Bu şehrin en önemli simgelerinden biri de, Dicle Nehri üzerinde yükselen On Gözlü Köprü’dür.

On Gözlü Köprü, 1065 yılında Diyarbakır Mervânî Hükümdarı Nizamüddin Nasr tarafından inşa edilmiştir. Adını, üzerinde yer alan on kemerli gözünden alır. Siyah bazalt taşından yapılan bu tarihi köprü, asırlardır Dicle’nin iki yakasını birleştirerek kente hayat vermeye devam etmektedir. Köprünün zarif kemerleri, yüzyıllardır sadece yayalara ve hafif araçlara değil, aynı zamanda Diyarbakır’ın hüzünlü ve tutkulu türkülerine de ilham olmuştur.

Diyarbakır denince akla gelen en dokunaklı türkülerden biri de Suzan Suzi’dir. Bu türkü, farklı anlatımlarıyla dillere destan olmuş bir aşk hikâyesini anlatır. Rivayete göre, biri Müslüman, diğeri Hristiyan olan iki genç, Suzan ve Suzi, birbirlerine gönül verir. Ancak toplum baskısı, aile baskısı ve dönemin şartları nedeniyle kavuşamazlar. Aşkları, Dicle’nin sularına ve On Gözlü Köprü’nün taşlarına kazınarak, türküde yaşamaya devam eder.

“Suzan Suzi” türküsü, hem Diyarbakır halkının yüreğinde hem de ülke genelinde derin bir iz bırakmıştır. Bu türkü, sadece bir aşkın değil; aynı zamanda Diyarbakır’ın hoşgörüsünün, çok kültürlü yapısının ve kadim geçmişinin de bir yansımasıdır. On Gözlü Köprü ise bu hikâyenin sessiz şahidi olarak Dicle Nehri’nin üzerinde hâlâ dimdik ayakta durmaktadır.

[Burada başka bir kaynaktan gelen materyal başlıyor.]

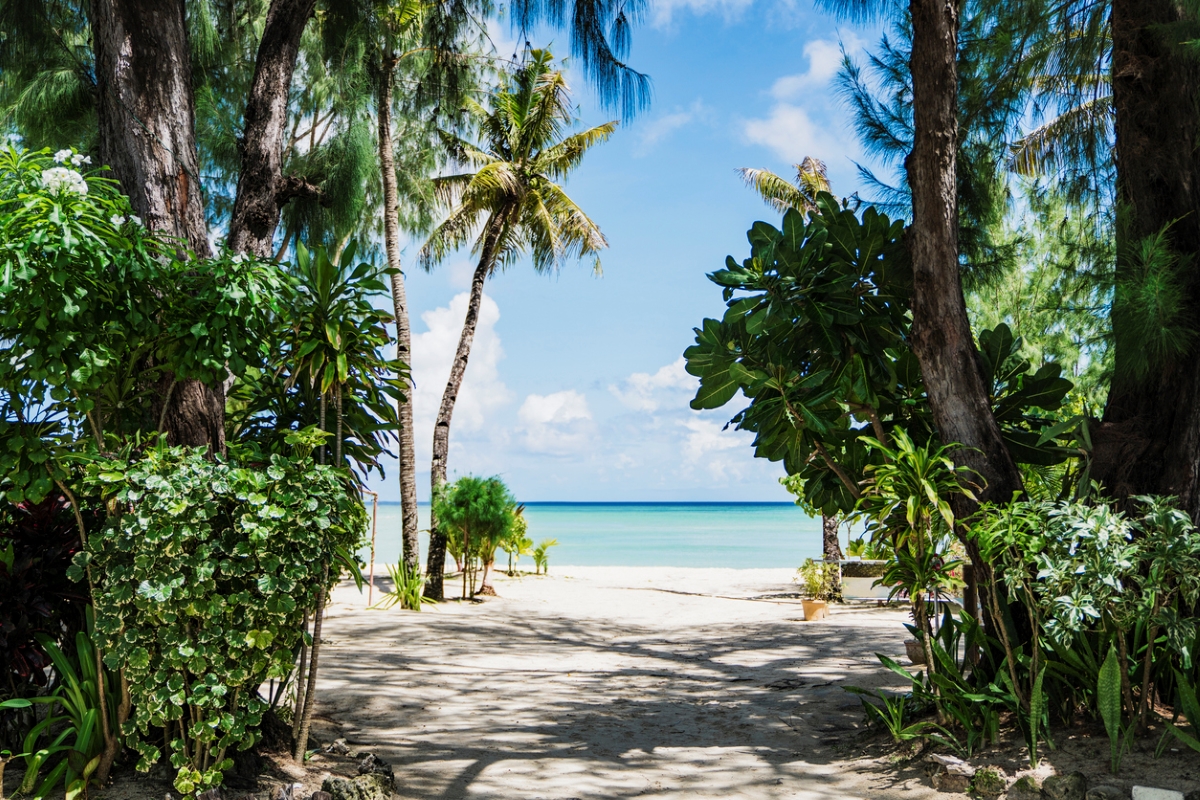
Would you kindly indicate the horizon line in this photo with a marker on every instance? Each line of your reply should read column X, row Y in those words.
column 633, row 503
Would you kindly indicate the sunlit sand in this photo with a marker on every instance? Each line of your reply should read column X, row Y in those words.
column 612, row 681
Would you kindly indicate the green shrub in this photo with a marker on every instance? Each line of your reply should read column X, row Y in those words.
column 202, row 581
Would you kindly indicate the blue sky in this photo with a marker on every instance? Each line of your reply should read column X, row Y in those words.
column 575, row 389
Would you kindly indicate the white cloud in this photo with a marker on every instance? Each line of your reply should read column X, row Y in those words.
column 792, row 133
column 556, row 425
column 432, row 355
column 825, row 59
column 721, row 451
column 646, row 392
column 805, row 127
column 664, row 10
column 664, row 126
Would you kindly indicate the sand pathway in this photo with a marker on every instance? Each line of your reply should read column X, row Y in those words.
column 613, row 683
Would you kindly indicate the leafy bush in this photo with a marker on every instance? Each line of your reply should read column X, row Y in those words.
column 36, row 545
column 408, row 588
column 201, row 585
column 816, row 337
column 478, row 515
column 819, row 578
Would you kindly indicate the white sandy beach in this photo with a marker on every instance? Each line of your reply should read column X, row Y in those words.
column 613, row 683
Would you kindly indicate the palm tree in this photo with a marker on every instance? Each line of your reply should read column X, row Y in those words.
column 783, row 194
column 514, row 203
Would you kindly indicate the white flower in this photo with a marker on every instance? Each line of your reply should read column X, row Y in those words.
column 60, row 180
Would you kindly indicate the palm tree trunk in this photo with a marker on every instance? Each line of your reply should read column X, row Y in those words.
column 337, row 444
column 941, row 332
column 311, row 687
column 411, row 549
column 829, row 543
column 301, row 680
column 321, row 455
column 436, row 563
column 832, row 549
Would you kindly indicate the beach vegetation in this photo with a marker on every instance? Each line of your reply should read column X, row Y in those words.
column 407, row 588
column 508, row 204
column 517, row 542
column 816, row 338
column 202, row 590
column 88, row 440
column 541, row 555
column 817, row 578
column 480, row 516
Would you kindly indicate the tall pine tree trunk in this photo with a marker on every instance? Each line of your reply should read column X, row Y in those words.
column 1149, row 441
column 262, row 190
column 941, row 332
column 437, row 557
column 411, row 548
column 148, row 138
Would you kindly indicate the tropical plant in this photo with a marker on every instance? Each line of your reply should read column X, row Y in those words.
column 816, row 336
column 201, row 591
column 407, row 588
column 479, row 513
column 516, row 543
column 783, row 194
column 334, row 364
column 36, row 545
column 515, row 203
column 906, row 500
column 819, row 578
column 541, row 555
column 89, row 702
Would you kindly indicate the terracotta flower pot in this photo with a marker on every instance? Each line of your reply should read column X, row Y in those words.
column 815, row 609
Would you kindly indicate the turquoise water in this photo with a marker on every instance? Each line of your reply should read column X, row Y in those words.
column 741, row 535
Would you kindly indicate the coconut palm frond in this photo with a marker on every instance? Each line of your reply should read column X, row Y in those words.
column 1074, row 131
column 811, row 178
column 564, row 156
column 778, row 192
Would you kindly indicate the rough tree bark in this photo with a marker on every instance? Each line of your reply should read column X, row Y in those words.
column 1149, row 441
column 829, row 543
column 941, row 332
column 435, row 563
column 261, row 190
column 411, row 548
column 147, row 136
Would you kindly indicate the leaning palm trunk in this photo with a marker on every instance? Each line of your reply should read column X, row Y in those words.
column 311, row 689
column 437, row 558
column 411, row 548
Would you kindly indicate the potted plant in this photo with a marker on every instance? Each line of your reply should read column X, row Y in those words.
column 817, row 579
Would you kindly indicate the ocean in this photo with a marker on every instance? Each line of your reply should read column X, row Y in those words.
column 739, row 535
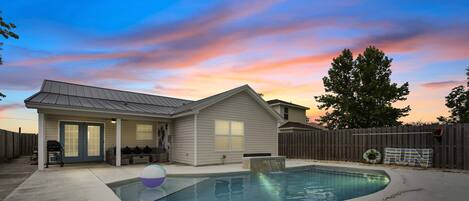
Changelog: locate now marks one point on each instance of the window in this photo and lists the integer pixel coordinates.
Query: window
(285, 113)
(144, 132)
(229, 135)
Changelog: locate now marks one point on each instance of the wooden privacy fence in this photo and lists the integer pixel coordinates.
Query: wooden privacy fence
(13, 144)
(451, 150)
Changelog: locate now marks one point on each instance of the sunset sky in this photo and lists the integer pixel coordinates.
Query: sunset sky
(191, 50)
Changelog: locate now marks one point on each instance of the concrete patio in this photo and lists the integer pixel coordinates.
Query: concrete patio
(88, 182)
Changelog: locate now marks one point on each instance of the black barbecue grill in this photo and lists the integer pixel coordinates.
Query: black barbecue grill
(55, 153)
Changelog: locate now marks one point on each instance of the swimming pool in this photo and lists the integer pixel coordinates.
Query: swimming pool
(308, 183)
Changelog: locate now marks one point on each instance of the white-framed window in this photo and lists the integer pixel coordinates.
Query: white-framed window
(229, 135)
(144, 132)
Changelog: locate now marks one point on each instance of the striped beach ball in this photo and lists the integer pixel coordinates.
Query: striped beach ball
(153, 176)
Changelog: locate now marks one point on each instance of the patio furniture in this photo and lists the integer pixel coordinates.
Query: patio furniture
(138, 159)
(137, 155)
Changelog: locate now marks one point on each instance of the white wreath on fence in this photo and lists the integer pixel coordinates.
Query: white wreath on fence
(369, 152)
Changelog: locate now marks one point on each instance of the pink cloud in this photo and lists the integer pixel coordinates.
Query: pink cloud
(6, 107)
(443, 84)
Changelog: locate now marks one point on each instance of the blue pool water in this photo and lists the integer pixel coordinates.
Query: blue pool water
(293, 185)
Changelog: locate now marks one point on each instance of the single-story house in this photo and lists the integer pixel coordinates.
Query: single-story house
(88, 121)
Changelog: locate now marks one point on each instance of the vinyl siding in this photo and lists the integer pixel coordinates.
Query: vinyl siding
(296, 115)
(260, 129)
(182, 148)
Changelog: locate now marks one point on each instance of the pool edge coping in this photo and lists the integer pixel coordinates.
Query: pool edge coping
(395, 180)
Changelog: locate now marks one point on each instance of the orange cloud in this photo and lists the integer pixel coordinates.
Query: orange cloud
(443, 84)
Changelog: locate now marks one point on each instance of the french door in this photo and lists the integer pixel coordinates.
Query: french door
(82, 142)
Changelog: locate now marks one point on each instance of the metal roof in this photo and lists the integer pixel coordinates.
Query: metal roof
(63, 95)
(281, 102)
(69, 95)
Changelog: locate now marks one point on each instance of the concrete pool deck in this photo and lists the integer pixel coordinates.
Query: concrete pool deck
(88, 181)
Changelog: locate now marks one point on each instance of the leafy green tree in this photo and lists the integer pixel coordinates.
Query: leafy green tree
(6, 30)
(458, 103)
(360, 94)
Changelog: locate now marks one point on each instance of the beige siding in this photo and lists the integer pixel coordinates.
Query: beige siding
(277, 108)
(296, 115)
(260, 129)
(128, 130)
(182, 146)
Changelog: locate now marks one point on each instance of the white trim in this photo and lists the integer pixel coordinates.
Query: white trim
(195, 139)
(231, 150)
(85, 121)
(40, 142)
(66, 108)
(152, 132)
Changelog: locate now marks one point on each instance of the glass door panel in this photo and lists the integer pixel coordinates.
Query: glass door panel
(94, 140)
(71, 137)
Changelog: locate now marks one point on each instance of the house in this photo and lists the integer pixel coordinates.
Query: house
(294, 116)
(88, 121)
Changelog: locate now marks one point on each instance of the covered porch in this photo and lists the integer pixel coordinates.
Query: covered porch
(118, 139)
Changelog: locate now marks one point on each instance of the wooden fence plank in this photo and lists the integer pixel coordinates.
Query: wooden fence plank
(350, 144)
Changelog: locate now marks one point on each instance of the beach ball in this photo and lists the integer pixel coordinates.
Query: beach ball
(153, 176)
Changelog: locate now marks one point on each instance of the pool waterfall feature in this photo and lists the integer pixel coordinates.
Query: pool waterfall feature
(292, 184)
(264, 163)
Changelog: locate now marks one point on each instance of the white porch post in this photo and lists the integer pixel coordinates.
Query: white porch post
(40, 142)
(170, 138)
(118, 141)
(195, 139)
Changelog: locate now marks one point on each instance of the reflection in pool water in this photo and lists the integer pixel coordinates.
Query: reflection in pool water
(297, 184)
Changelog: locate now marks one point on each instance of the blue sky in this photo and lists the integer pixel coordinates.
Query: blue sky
(194, 49)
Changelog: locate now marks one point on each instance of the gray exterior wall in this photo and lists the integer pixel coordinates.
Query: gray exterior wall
(294, 114)
(182, 142)
(260, 129)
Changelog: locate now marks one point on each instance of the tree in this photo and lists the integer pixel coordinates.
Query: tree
(6, 30)
(360, 94)
(458, 103)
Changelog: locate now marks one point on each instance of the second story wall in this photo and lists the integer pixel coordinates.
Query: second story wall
(296, 115)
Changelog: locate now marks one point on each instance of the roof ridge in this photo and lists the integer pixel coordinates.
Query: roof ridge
(114, 90)
(52, 93)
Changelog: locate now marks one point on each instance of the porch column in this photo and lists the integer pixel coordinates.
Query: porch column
(170, 138)
(40, 142)
(118, 141)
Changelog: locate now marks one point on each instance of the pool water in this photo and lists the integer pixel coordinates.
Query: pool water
(295, 184)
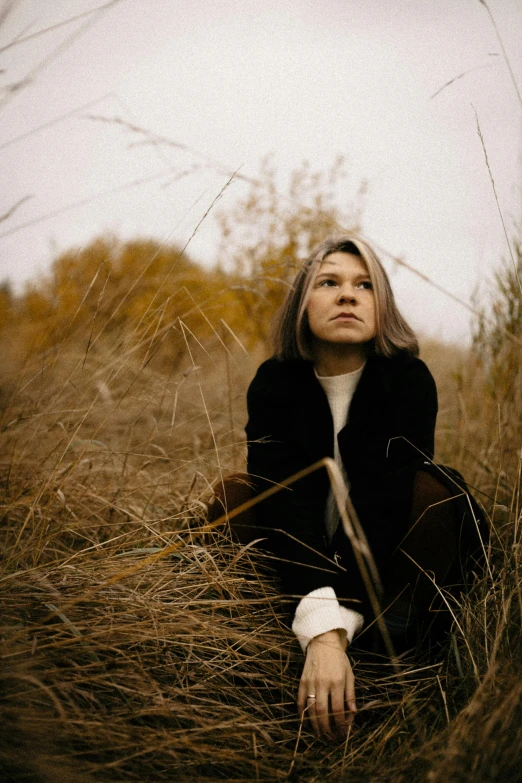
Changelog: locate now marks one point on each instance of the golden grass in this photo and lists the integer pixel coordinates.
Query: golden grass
(121, 663)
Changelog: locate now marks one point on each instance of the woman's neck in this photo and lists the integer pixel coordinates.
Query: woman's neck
(332, 359)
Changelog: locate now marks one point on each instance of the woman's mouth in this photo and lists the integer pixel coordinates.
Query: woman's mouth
(346, 317)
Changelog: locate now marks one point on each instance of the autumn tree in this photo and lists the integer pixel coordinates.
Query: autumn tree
(270, 230)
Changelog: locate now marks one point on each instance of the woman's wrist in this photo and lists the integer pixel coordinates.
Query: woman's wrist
(337, 637)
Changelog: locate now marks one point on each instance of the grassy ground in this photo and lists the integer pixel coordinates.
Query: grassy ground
(137, 644)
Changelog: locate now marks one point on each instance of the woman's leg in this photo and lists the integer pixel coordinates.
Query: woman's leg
(426, 561)
(229, 494)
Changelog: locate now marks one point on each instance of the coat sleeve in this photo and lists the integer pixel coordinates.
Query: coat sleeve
(292, 518)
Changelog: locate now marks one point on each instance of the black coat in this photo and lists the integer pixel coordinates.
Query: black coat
(390, 428)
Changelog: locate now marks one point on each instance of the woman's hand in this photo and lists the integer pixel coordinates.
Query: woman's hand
(328, 675)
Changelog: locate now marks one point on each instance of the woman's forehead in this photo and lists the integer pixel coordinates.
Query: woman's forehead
(343, 260)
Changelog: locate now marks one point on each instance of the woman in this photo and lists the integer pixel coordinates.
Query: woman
(345, 382)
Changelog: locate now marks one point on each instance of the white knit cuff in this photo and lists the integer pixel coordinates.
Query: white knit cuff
(320, 611)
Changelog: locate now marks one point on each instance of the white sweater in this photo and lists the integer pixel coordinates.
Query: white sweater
(320, 611)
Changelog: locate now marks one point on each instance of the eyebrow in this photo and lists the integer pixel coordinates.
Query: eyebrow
(360, 276)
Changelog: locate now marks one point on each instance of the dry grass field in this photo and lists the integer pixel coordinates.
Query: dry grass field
(138, 643)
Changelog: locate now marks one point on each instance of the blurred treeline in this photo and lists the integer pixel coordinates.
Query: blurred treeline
(151, 295)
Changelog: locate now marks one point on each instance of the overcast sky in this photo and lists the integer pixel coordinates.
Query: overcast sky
(234, 80)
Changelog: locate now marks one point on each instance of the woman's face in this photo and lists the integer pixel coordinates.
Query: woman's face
(341, 304)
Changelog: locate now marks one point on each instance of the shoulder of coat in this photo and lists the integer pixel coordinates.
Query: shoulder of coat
(279, 378)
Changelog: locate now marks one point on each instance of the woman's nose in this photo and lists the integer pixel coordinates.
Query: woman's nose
(346, 294)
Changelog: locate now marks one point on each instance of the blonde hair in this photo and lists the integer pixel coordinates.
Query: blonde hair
(292, 335)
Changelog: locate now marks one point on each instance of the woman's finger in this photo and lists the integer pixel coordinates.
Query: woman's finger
(350, 690)
(338, 711)
(321, 714)
(301, 697)
(311, 705)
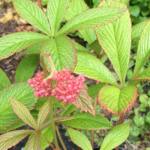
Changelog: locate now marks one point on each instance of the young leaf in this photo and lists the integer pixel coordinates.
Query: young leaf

Diyarbakır’a yolu düşen herkes, On Gözlü Köprü’de durup Dicle’ye bakarken, bu hüzünlü ve güzel hikâyeyi hatırlar; Suzan ile Suzi’nin kavuşamayan kalplerinin türküsünü mırıldanır. Böylece köprü, sadece taş ve kemerden ibaret bir yapı değil; aynı zamanda yaşanmışlıkların, acıların ve unutulmaz aşkların sembolü hâline gelir.